Examples of complex fertilizers are:
- Nitro phosphate
- Ammonium phosphate
- Urea ammonium phosphate.
Fertilizers should be applied scientifically, in terms of proper dose, time, and pre-and post-application precautions for their complete utilisation. For example, sometimes due to excessive water, fertilizer gets, washed away and does not get fully absorbed by the plants. Fertilizers generally get washed off through’ irrigation, rainfall as drainage, and pollute rivers, lakes, and streams (causing toxicity, algal bloom, and eutrophication) and disturbing the ecosystem. The water of these water bodies becomes unfit for humans and judiciously.

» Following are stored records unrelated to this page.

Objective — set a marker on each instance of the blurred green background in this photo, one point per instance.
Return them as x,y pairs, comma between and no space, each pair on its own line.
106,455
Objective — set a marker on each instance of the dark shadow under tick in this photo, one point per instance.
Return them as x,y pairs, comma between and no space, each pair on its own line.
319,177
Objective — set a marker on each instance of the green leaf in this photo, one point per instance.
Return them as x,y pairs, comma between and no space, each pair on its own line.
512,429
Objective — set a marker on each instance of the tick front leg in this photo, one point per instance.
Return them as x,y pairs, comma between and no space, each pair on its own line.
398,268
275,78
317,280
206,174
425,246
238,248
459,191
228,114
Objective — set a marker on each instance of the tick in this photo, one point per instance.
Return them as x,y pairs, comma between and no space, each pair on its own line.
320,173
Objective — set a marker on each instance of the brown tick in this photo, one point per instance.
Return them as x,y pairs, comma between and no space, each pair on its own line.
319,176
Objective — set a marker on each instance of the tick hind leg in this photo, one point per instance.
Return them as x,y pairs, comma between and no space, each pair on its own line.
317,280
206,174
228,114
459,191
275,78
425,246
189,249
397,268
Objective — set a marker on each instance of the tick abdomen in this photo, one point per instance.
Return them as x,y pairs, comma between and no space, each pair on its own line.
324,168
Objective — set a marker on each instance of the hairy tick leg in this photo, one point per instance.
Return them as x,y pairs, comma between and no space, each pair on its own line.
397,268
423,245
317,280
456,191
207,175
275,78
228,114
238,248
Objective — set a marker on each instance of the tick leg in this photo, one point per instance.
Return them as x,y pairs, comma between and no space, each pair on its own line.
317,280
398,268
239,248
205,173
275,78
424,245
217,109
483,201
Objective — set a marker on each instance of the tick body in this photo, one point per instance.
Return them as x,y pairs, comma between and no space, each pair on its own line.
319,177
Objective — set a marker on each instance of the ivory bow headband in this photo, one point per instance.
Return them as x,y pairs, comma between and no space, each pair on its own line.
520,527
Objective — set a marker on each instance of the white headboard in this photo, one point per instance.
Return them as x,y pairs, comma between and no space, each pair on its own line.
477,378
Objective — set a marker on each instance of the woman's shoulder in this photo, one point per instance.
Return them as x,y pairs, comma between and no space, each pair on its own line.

Difference Between Manures and Fertilizers
Manure | Fertilizer |
1. manure is a natural substance. It is obtained by the decomposition of animal wastes such as dung (gobar) of cattle and buffaloes and plant residues. | 1. A fertilizer is a human-made substance. It is an inorganic salt or an organic compound. |
2. manure contains small amounts of essential plant nutrients such as nitrogen, phosphorus, and potassium. | 2. Fertilizers are very rich in plant nutrients such as nitrogen, phosphorus, and potassium. |
3. A manure adds a great amount of organic matter in the form of humus in the soil. | 3. A fertilizer does not add any humus to the soil. |
4. Nutrients present in the manure are absorbed slowly by the crop plants since manure is not soluble in water. Nutrients exist locked inside the organic compounds of humus. | 4. Being soluble in water, fertilizer is readily absorbed by the crop plants. |
5. A manure is not nutrient specific and it tends to remove the general deficiency from the soil. | 5. A fertilizer is nutrient specific. It can specifically provide nutrients such as nitrogen, phosphorus, and potassium to the soil according to the need. |
6. A manure is voluminous and bulky so it is inconvenient to store, transport, handle and apply to the crop. | 6. A fertilizer is compact and concentrated so it is easy to store, transport and apply to the crop. |
7. manure is cheap and is prepared in rural homes or fields. | 7. A fertilizer is costly and is prepared in factories. |
5. Biofertilizers: Organisms that enrich the soil with nutrients are called biofertilizers. Biofertilizers are used for specific crop plants such as pulses, legumes, oil seeds, and rice. Biofertilizers are renewable and non-pollutant sources of plant nutrients such as nitrogen. They are not alternatives to chemical fertilizers but can play a supplementary role in supplying nitrogen to specific crops under specific soil conditions. Nitrogen-fixing microorganisms, i.e., non-symbiotic and symbiotic cyanobacteria and phosphate-solubilizing microorganisms, are the main type of biofertilizers that are being used in India. Recently, two biofertilizers, namely Rhizobium cultures and blue-green algae (such as Anabaena and Nostoc) have gained popularity amongst farmers cultivating pulses, legumes, oil seeds, and wet-land rice.
6. Mycorrhiza: Mycorrhiza is a symbiotic (mutualistic) association of certain fungi with roots of higher plants. Mycorrhiza increases water and nutrient uptake by plants and increases the growth, vigour, and yield of the plants.